After dumping plenty of money into Japanese cars most of our adult lives, it never occurred to us to that these things could one day be worth something. But that appears to be what some owners are experiencing these days, as vehicles from J brands seem to be fetching top dollar at a variety of collector auctions lately. We saw a 20-year-old Honda Civic Si sell for $50k back in June, and at this past weekend's RM Sotheby's Elkhart Collection sale a legendary '67 Toyota 2000GT went to a buyer for an amazing $912k. But our buddy Colin Frost from Big Country Labs tipped us off to another two sales going on concurrently at Bring a Trailer that had a somewhat similarly astonishing result—one a 2002 Acura NSX-T, and the other a 2002 Ferrari 575M Maranello.
The 18-year-old Targa-top Acura NA2 had just 10,000 miles on the odometer and one tiny spot of paint chipped off the roof. The similarly old Ferrari logged 14,000 miles and had rock chips on its nose. Both came from comparably small production runs, and the NSX had a MSRP of $89k in '02, while the original sticker for the 575M was in the neighborhood of $225k. So, color us surprised when the NSX sold for $120k while the Ferrari's highest bid was just $110k. Say what?
We must've read the description for each car a dozen times and still don't understand how the math adds up. Both are well cared for and pretty stock, but that seems to mean a lot more for the Maranello than it does for the NSX—perhaps illustrated best in each one's power plant; the mid-engine, RWD NA2 is motivated by a 290hp 3.2L V-6 engine, while the front engine, RWD Maranello is endowed with a 508hp 5.7L V-12. Both are 6 speeds, but the 575M's was a clutch-less manual transmission, plus the Ferrari featured a Fiorano handling package (stiffer rear sway bar, springs, and bushings and quicker steering ratio) as well as a Pininfarina-designed body. The NSX is good, and was even benchmarked against a Ferrari as its story goes (the 328, not the 575), but certainly not 575M Maranello good (sorry, Honda nerds).

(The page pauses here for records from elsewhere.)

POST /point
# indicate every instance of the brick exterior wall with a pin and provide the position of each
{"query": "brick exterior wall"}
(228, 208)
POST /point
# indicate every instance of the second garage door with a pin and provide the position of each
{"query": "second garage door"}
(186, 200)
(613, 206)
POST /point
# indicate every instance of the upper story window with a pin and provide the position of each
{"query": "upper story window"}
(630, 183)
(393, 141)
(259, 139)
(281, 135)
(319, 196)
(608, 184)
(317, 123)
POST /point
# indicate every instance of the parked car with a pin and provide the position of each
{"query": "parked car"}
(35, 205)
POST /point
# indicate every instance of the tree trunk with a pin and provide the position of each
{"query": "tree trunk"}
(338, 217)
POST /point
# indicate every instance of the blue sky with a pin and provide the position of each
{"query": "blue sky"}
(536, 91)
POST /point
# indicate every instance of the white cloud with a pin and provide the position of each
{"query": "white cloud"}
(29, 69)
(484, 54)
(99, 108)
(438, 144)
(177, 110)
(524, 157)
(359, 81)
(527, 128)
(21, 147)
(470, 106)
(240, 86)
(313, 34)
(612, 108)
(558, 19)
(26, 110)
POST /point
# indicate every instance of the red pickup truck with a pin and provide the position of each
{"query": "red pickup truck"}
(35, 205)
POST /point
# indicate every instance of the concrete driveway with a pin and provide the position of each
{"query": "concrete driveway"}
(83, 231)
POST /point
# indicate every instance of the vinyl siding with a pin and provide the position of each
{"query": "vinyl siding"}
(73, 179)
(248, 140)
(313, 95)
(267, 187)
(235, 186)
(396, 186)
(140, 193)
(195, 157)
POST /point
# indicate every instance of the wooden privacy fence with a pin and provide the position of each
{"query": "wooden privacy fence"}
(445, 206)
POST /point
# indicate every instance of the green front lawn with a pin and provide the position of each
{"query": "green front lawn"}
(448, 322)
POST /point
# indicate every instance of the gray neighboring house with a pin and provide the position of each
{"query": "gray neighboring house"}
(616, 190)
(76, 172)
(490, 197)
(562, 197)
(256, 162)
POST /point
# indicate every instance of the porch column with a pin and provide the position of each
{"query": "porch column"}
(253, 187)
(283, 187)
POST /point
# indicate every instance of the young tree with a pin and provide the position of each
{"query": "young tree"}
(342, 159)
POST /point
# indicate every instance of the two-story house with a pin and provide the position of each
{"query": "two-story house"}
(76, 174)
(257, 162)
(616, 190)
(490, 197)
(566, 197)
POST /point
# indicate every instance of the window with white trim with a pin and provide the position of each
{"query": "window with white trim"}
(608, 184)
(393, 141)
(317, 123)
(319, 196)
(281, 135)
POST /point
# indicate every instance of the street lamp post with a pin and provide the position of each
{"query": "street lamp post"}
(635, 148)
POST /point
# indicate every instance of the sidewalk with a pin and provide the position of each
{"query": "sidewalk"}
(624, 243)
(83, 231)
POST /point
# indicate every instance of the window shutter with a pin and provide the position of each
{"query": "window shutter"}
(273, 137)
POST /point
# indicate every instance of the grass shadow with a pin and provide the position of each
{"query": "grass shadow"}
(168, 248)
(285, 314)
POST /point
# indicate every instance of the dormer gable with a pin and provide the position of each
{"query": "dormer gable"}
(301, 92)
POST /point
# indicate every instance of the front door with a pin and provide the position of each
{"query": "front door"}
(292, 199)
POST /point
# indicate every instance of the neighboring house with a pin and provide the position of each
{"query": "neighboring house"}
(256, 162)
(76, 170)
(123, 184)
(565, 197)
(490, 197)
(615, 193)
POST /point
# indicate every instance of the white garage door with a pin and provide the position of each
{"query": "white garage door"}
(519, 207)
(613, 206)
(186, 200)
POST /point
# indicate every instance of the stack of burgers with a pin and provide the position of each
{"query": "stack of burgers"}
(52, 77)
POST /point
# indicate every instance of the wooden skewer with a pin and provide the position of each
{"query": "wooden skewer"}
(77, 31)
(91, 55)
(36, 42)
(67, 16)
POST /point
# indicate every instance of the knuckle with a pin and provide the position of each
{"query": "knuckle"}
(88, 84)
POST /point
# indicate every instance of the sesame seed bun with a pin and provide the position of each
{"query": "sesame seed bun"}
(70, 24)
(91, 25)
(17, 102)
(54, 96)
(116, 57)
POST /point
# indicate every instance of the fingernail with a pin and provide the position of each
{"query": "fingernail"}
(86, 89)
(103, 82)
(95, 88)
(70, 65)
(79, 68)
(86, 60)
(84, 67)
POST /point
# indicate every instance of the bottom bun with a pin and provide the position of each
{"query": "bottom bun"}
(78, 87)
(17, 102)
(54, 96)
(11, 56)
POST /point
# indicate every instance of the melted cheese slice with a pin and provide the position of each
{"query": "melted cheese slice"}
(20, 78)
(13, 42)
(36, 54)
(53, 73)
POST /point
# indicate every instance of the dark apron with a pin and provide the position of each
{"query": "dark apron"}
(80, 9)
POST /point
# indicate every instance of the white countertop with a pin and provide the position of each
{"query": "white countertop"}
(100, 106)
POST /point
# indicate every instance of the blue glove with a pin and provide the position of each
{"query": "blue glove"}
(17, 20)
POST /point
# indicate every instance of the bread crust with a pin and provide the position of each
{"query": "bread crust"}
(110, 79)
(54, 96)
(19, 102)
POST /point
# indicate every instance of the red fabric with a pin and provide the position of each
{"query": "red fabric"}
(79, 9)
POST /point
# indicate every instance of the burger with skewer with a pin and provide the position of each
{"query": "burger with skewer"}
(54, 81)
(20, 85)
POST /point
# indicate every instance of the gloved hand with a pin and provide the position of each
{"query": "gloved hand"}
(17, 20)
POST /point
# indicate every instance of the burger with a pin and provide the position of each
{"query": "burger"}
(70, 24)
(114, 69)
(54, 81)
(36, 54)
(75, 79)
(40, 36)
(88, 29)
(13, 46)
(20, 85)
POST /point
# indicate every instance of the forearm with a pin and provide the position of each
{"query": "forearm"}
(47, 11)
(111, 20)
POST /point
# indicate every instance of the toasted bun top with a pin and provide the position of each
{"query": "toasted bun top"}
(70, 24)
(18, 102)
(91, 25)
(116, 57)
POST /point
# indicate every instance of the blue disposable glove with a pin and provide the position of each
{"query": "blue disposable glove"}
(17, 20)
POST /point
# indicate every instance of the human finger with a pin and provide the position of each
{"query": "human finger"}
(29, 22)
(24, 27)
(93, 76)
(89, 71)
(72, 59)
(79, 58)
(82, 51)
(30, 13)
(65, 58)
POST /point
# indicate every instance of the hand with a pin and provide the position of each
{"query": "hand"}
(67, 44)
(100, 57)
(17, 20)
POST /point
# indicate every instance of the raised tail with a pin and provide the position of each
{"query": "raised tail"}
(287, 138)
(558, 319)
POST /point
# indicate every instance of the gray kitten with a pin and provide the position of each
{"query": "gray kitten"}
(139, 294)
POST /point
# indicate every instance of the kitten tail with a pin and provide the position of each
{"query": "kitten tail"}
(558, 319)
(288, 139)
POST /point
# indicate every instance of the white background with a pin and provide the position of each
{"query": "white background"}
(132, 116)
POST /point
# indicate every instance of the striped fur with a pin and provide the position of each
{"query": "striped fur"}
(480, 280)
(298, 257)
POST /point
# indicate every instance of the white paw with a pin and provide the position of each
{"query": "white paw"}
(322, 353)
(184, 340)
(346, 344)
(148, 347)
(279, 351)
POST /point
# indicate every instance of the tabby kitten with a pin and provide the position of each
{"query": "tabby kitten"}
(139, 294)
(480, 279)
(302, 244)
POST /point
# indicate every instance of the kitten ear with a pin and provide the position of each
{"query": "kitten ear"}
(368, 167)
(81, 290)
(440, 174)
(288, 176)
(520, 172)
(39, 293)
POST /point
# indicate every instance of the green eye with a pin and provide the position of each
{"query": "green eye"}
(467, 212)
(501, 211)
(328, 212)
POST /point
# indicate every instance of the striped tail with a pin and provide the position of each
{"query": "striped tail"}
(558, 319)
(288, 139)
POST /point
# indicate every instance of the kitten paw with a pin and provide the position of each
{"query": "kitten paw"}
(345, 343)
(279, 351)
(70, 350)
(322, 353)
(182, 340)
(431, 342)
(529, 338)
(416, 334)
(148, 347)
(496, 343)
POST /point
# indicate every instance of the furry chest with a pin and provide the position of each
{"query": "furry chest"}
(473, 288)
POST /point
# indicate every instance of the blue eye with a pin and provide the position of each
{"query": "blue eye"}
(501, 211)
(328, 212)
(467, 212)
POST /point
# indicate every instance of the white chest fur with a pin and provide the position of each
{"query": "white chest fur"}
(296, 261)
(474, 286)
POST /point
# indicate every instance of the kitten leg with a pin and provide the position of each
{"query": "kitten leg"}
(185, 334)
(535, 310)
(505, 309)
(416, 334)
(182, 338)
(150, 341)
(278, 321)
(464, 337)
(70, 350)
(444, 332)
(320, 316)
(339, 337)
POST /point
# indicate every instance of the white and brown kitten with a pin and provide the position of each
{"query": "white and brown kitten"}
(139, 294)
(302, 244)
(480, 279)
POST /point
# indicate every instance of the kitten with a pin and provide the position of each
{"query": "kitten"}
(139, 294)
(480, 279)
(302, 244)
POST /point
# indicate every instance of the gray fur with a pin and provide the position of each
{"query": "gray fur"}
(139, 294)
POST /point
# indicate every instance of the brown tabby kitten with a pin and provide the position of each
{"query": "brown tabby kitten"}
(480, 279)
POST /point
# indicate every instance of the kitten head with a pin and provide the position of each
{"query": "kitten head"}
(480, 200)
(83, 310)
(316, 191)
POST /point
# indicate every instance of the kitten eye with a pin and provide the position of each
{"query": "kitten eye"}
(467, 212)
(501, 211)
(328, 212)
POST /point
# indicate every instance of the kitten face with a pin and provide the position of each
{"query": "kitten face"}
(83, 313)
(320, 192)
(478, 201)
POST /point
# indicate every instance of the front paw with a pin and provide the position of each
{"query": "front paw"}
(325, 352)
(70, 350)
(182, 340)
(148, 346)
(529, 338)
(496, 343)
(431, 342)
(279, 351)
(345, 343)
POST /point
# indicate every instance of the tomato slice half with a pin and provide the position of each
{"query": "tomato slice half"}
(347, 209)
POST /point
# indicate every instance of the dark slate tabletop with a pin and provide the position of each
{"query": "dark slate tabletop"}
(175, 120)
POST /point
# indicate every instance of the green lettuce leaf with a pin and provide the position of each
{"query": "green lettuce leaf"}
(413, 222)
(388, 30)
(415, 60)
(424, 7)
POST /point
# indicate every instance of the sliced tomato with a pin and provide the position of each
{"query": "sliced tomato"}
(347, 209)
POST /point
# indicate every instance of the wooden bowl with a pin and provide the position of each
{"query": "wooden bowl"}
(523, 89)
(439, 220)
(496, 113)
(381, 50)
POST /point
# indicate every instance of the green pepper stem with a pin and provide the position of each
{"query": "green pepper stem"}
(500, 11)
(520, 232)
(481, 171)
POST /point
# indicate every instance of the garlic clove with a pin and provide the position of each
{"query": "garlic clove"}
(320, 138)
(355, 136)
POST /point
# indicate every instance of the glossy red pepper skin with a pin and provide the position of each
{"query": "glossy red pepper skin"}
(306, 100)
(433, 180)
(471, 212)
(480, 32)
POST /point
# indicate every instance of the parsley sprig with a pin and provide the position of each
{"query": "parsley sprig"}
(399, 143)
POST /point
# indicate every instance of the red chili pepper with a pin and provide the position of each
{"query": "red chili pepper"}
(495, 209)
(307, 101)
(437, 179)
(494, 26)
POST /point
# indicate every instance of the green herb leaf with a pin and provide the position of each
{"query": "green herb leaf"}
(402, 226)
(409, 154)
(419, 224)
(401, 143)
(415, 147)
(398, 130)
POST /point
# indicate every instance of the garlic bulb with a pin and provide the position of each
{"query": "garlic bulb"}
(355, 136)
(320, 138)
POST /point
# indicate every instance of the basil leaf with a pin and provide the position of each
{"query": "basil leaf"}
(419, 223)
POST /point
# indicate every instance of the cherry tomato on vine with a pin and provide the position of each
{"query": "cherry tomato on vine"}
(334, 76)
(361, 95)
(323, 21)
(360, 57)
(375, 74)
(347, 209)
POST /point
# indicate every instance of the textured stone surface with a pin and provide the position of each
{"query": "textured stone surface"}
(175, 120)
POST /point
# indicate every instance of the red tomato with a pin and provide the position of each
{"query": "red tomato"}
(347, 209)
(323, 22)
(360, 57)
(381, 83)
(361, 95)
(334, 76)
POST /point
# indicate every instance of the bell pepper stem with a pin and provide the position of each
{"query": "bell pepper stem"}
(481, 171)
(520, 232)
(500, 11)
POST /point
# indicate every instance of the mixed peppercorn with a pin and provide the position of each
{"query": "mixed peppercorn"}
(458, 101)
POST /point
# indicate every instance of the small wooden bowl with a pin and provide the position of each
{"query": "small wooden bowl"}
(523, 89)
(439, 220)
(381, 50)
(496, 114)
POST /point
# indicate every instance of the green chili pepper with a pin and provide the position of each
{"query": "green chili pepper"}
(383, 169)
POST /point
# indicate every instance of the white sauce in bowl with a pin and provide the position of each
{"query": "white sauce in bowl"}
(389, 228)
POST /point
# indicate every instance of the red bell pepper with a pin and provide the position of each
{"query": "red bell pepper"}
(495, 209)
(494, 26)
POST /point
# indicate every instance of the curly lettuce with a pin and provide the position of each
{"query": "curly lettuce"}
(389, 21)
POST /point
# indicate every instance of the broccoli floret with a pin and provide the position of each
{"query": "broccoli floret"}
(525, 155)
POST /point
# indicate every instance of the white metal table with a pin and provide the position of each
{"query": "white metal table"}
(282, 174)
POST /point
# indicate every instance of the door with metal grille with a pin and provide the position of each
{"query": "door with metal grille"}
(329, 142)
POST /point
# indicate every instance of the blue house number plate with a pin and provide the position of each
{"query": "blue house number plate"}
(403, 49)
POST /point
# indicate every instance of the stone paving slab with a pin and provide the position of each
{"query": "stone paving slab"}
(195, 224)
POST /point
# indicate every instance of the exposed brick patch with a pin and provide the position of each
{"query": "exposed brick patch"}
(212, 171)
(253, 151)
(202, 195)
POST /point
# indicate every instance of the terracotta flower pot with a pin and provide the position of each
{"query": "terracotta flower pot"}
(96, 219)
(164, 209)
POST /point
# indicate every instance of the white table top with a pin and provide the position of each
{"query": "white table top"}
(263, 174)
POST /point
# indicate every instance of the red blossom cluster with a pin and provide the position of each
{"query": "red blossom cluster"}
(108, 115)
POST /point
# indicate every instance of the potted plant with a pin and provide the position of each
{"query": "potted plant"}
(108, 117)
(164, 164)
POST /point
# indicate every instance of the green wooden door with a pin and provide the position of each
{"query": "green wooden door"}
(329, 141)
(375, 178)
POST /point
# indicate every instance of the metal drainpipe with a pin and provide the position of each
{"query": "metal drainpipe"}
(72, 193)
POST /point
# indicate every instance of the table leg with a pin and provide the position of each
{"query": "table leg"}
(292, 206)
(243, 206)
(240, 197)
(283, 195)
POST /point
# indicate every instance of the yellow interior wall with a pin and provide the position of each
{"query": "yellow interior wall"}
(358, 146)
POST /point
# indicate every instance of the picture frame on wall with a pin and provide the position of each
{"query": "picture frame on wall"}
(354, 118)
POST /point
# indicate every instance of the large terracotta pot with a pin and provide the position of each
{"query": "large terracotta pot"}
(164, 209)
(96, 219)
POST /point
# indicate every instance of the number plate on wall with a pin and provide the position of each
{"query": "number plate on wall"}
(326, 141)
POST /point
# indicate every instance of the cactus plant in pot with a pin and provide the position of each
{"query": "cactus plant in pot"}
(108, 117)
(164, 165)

We're starting to sound like a glitched recording, but it absolutely bears repeating; it is bonkers how people are shelling out the big bucks for primo Japanese collector cars. Like other performance J cars of the '80s and '90s, first-gen. NSX are going nowhere but up. Expect most clean NSXes (like this one) to hover above the six-figure mark for at least for the next decade.